El aliento se le acababa, porque el cuerpo de su adversario, gravitando sobre su pecho, le impedía respirar: Terminó la frase con un ¡z! ¡z! ¡z! cada vez más fatigoso... Vió en el espacio unas lucecitas amarillentas y moradas... luego sintió un bienestar inexplicable, y oyó una voz que decía:
—Pues anda, levántate y ahógame... ¿No puedes? La mano.
Se levantó sostenido por Gabriel, tambaleándose; dió dos ó tres pasos sin objeto; se pasó la diestra por los ojos, y miró al artillero fijamente; y como viese en su rostro una tranquilidad muy distinta de la furia de antes, la tuvo por señal de mofa, cerró otra vez los puños, y bajando la cabeza como el novillo cuando embiste, se precipitó. Gabriel adelantó las manos para parar el golpe, con calma desdeñosa; entonces, el montañés se contuvo, dejó caer los brazos, dió media vuelta, y encogiéndose de hombros, exclamó:
—Yo no pego á quien no me resiste... ¿Somos aquí chiquillos? ¿Estamos jugando, ó qué?
Callaba Gabriel y reflexionaba, sintiéndose ya, con íntima satisfacción, dueño de sí y capaz de regir sus acciones. Seamos francos, pensaba; me he comportado como un bruto; he hablado como un demente. A bien que en mí son momentáneas las excitaciones; que si me durase como me da, yo me dejaría atrás á todos los salvajes. Un poco de juicio, señor de Pardo... Pero ahora se me figura que ya lo tengo de sobra.
—Oiga usted...—dijo á Perucho, tosiendo, para afianzar la voz.—Le he maltratado á usted hace un instante; hice mal, y lo reconozco. Es decir: no me faltan motivos de hablarle á usted con toda la dureza posible; pero con razones, no con injurias... Debí empezar por ahí.
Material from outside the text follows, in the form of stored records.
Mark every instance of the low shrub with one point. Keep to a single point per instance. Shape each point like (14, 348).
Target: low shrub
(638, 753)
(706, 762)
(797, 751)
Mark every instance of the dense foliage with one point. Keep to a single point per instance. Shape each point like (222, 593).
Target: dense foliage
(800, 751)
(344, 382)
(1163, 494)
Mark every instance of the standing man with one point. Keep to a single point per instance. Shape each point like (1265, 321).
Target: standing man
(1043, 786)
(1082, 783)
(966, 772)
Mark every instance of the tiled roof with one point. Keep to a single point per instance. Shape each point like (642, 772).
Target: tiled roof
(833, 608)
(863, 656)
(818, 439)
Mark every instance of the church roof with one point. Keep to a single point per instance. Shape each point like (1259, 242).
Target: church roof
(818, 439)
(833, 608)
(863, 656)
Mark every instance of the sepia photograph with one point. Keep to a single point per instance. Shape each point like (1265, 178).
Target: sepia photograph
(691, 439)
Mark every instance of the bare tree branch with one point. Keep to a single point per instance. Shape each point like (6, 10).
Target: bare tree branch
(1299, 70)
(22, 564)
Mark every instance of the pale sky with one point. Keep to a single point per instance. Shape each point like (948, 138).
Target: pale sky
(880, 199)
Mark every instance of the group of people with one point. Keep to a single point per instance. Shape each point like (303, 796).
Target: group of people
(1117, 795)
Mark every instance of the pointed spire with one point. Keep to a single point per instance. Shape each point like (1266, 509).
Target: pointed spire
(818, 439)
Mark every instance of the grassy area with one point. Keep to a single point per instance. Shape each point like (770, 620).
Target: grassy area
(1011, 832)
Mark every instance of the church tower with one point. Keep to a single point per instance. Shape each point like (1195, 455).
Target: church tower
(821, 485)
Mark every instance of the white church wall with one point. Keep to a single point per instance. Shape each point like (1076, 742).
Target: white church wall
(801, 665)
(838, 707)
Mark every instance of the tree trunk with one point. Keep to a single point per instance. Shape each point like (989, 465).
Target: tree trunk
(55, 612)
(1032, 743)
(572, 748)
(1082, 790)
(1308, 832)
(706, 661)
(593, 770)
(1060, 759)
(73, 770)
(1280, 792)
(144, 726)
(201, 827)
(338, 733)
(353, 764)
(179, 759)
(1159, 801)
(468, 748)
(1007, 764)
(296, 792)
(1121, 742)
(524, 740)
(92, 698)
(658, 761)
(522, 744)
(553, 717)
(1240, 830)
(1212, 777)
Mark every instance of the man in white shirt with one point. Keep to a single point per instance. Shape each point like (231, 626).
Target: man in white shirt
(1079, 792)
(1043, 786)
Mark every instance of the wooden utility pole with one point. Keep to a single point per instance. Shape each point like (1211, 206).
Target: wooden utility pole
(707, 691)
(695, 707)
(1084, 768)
—Los motivos que usted tiene, ya los sé yo... Demasiado que los sé.
—Se equivoca usted... Hágame el obsequio de sentarse; ya ve que no le tuteo, ni le ofendo en lo más mínimo. Pero tenemos que hablar largamente y ajustar cuentas, de las cuales no he de perdonarle á usted un céntimo si sale alcanzado... Vuelvo á rogarle que se siente.
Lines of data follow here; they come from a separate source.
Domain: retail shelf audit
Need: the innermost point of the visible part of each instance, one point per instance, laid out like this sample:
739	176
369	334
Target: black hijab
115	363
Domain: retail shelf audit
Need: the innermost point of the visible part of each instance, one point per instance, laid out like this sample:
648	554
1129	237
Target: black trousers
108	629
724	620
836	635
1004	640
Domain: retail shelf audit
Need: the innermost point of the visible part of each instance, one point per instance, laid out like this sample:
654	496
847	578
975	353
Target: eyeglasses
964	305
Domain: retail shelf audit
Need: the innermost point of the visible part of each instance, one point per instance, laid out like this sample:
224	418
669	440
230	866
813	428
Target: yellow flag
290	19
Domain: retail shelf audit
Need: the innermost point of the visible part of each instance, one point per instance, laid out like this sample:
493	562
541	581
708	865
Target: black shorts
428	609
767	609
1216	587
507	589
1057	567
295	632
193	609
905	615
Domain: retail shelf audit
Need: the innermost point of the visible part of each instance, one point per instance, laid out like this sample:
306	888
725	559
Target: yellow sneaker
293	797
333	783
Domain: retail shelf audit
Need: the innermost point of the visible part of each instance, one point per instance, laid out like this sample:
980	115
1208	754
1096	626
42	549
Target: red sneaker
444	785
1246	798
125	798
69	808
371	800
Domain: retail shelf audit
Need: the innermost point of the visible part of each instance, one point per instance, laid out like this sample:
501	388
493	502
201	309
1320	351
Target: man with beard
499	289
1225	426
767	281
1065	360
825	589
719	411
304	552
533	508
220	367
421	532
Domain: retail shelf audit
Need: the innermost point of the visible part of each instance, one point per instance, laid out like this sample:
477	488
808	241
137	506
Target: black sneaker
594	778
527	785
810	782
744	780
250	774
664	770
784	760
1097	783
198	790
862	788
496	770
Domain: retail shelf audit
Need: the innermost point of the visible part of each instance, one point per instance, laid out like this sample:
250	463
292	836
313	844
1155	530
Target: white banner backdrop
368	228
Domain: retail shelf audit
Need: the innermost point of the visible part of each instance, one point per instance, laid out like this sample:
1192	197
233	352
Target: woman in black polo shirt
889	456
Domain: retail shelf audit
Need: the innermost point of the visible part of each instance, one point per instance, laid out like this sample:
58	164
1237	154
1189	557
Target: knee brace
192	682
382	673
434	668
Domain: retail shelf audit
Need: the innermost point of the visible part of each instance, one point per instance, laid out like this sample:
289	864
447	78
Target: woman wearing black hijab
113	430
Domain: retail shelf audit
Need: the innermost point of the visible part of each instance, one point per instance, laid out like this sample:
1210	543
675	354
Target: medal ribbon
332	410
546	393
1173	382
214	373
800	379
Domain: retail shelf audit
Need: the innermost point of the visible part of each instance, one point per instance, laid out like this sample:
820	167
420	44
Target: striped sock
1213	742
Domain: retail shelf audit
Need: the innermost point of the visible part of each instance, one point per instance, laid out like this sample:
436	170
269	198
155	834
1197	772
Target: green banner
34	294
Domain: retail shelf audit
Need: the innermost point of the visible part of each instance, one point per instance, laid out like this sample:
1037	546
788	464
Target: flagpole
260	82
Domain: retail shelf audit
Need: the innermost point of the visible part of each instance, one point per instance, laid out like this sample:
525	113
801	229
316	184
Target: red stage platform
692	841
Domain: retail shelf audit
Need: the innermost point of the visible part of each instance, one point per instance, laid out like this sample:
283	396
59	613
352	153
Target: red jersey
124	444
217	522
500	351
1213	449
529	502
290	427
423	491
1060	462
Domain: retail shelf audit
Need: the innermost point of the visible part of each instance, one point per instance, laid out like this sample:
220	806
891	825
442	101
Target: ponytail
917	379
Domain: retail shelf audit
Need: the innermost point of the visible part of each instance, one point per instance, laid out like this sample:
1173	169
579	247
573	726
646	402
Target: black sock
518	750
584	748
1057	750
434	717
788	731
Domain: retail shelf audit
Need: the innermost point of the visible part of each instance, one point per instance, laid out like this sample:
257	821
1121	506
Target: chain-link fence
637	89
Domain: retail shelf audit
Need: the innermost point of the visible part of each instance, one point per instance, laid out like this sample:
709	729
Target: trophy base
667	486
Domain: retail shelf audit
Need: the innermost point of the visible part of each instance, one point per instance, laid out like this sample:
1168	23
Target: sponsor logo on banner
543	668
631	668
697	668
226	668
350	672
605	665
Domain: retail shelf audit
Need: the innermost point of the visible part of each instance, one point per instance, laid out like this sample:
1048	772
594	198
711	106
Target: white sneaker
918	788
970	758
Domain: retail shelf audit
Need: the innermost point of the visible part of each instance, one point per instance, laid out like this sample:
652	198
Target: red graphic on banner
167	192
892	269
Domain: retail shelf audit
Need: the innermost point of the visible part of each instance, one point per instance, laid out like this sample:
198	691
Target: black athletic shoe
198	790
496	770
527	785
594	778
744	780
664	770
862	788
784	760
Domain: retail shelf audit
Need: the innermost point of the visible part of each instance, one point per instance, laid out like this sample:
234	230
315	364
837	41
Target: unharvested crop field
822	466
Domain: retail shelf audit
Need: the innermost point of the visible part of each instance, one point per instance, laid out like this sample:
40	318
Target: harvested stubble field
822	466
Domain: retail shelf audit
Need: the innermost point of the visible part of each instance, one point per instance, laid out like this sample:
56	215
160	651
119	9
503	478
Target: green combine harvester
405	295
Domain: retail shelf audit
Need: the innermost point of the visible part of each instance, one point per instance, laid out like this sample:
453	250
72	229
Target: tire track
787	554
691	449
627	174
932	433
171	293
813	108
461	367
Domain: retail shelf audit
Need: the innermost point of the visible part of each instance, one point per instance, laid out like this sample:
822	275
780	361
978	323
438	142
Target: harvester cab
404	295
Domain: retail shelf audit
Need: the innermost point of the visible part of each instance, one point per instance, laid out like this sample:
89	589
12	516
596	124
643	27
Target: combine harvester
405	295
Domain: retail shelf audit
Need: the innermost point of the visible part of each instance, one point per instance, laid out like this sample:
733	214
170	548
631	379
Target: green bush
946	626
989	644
Perucho se dejó caer en el sofá con hosco ademán, arreglándose maquinalmente el cuello y la corbata, que ya no tenía muy en orden antes y que con la refriega se habían insubordinado por completo. Ocupó Gabriel la mecedora de enfrente, y empezó á mecerse con movimiento automático. Arreglaba un discurso; pero lo que salió fué un trabucazo.
—¿Usted sabe de quién es hijo? (al preguntarlo se encaró con Perucho).